Merdivenlerin üstünde güneş
yorgunluk
ve telaş.
Bir adam
merdivenlerde duruyor
bir şeyler düşünerek.
Zayıf.
Korkak.
Burnu sivri ve uzun yanaklarının üstü çopur.
Merdivenlerdeki adam
-Galip Usta-
tuhaf şeyler düşünmekle meşhurdur:
«Kaat helva yesem her gün» diye düşündü
5 yaşında.
«Mektebe gitsem» diye düşündü
10 yaşında.
«Babamın bıçakçı dükkanından
Akşam ezanından önce çıksam» diye düşündü
11
yaşında.
«Sarı iskarpinlerim olsa
kızlar bana baksa»
diye düşündü
15 yaşında.
«Babam neden kapattı dükkanını?
Ve fabrika benzemiyor babamın dükkanına»
diye düşündü
16 yaşında.
«Gündeliğim artar mı?» diye düşündü
20 yaşında….
İşte garın yok olacak
olması bütün bu duygulara bir de öfkeyi ekledi şimdi.
Bu yüzden Homur Mizah
Grubu gar için bir şeyler yapmak zorunda hissetti kendini.
Öncelikle gar önünde bir
sergi açılması kararlaştırıldı sonra da Haydarpaşa Garı için özel bir Homur
sayısı düşünüldü; 84. sayımız olacak bu dergiyi çıkartan TMMOB Mimarlar Odası olacaktı.
Hemen hazırlıklara
başlandı, yazarlardan çizerlerden katkı istendi ve kısa sürede işler gelmeye
başladı.
Manşet ve başyazı
önemliydi, o sayının içeriği hakkında bilgi verecekti, sıradan bir manşet
olmamalıydı, çarpıcı, şaşırtıcı, ilgi çekici bir manşet olmak zorundaydı.
Bunun için de süreci iyi
bilmek gerekiyordu.
Haydarpaşa hareketi
içindeki Tugay Kartal dostumuzla yaptığımız bilgilendirme toplantılarında epey
bir malzeme edindik.
Sürecin içinde olanlar
gerçekten şaşkınlık verici, saçma sapan, sakil, rezil ögeler taşıyordu.
Bu sakilliği vurgulayacak
bir manşet gerekiyordu.
Çocukların yaptığı çok
kötü bir espri vardır ta öteden beri.
Çocuk arkadaşına sorar;
“Tren desene.”
Arkadaşı yanıtlar,
“Tren.”
Öteki de gülerek sözde
esprisini patlatır “Öpsün seni Zeki Müren!”
Bu esprideki sakillik
aslında tam da sürecin sakilliğiyle örtüşüyordu.
Manşeti bulmuştuk;
“Gelmezse eğer o tren/
Öpsün sizi Zeki Müren.”
Hem o söze gönderme
yapıyor hem de süreci bu hale getirenlere laf çakıyorduk.
Başlığı ilk görenler
sakilliği fark edip hemen eleştiriyordu,
“Bu bize yakışmadı yahu,
çok seviyesiz oldu.” diyorlardı.
Oysa çok iyi yakışıyordu,
tam yerine oturmuştu.
Yazıyı okumadan başlığa
göre eleştiri yapanların çokluğunu bildiğimizden hemen ilk paragrafta bu durumu
açıkladık.
“Başlık son derece
kötü, seviyesiz, zekâ yoksunu bir espri içeriyor; ilkokul çocukları bile artık
bu tür esprileri çoktan terk etti.
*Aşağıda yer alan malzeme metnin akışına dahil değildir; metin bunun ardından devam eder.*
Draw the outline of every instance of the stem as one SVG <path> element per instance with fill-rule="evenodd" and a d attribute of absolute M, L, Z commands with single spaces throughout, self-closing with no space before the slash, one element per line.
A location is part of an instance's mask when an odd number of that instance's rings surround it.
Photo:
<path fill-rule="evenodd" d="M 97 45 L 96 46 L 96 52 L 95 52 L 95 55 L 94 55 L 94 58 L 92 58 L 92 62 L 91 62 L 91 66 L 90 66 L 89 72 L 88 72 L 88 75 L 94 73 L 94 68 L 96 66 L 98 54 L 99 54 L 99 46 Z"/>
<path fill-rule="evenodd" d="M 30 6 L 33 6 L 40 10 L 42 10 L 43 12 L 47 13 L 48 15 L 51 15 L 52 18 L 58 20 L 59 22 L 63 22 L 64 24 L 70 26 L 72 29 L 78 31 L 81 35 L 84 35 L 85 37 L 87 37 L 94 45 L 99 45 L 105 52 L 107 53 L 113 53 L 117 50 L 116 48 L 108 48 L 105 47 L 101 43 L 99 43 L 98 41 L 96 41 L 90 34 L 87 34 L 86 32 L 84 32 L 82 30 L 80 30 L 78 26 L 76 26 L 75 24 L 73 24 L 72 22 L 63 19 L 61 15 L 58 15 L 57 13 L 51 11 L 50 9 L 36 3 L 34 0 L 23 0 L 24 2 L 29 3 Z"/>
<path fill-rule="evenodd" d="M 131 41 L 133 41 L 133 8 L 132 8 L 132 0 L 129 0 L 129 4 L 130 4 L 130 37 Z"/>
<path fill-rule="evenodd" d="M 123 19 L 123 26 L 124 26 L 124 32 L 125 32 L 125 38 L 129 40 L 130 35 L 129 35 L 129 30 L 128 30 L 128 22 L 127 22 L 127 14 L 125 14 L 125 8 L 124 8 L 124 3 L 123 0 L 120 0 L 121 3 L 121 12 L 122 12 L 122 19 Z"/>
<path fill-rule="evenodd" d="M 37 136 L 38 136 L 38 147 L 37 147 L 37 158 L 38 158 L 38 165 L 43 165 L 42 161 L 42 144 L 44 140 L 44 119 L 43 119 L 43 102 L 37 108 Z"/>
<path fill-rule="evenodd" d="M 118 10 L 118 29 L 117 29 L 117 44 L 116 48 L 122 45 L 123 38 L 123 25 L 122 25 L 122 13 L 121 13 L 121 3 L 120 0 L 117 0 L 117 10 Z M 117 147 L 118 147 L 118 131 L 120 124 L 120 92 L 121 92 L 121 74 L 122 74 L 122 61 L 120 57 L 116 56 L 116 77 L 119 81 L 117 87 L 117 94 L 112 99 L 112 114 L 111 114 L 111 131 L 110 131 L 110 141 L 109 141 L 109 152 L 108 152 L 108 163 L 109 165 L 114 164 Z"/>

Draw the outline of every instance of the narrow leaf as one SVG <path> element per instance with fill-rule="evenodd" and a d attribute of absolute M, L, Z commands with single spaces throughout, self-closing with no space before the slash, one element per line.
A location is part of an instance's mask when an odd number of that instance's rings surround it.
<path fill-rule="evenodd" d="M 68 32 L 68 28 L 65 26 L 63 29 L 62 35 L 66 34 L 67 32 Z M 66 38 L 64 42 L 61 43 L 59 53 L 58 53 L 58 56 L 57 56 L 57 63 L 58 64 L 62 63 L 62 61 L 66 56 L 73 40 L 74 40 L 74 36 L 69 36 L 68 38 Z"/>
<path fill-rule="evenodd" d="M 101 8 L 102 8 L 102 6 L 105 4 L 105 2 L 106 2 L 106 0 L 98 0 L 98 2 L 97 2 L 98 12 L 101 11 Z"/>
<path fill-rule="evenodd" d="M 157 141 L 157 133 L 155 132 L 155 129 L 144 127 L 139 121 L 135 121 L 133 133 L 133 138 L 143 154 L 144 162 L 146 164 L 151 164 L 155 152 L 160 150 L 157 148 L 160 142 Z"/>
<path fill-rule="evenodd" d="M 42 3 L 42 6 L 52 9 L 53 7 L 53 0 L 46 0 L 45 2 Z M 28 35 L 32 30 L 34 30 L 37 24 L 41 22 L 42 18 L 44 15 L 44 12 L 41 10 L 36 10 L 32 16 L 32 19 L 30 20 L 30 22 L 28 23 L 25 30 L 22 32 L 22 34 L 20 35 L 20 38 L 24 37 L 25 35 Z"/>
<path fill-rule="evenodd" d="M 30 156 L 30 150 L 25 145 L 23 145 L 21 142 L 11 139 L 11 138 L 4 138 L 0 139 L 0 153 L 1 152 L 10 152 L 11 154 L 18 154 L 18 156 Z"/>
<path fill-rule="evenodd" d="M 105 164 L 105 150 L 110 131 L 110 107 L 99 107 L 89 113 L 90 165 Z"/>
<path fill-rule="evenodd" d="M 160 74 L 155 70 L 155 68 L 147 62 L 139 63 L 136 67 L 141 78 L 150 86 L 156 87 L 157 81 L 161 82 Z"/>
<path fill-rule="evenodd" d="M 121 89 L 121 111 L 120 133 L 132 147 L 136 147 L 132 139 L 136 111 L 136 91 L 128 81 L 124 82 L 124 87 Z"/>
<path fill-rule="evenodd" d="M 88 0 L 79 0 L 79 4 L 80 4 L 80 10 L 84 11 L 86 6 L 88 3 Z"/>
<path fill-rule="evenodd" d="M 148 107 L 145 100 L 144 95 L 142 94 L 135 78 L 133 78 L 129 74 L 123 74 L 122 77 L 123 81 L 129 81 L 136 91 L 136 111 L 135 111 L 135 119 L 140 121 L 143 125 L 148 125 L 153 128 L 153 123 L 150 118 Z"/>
Ama
Haydarpaşa Garı konusunda bugüne kadar olan gelişmelere baktığımızda
yaşananların seviyesizliğine son derece uygun düşüyor.”
Bu açıklamadan sonra
buradaki muzipçe gönderme anlaşılıyor ve “Gelmezse eğer o tren, öpsün sizi Zeki
Müren.” ifadesi hareketin sloganlarından biri oluyordu.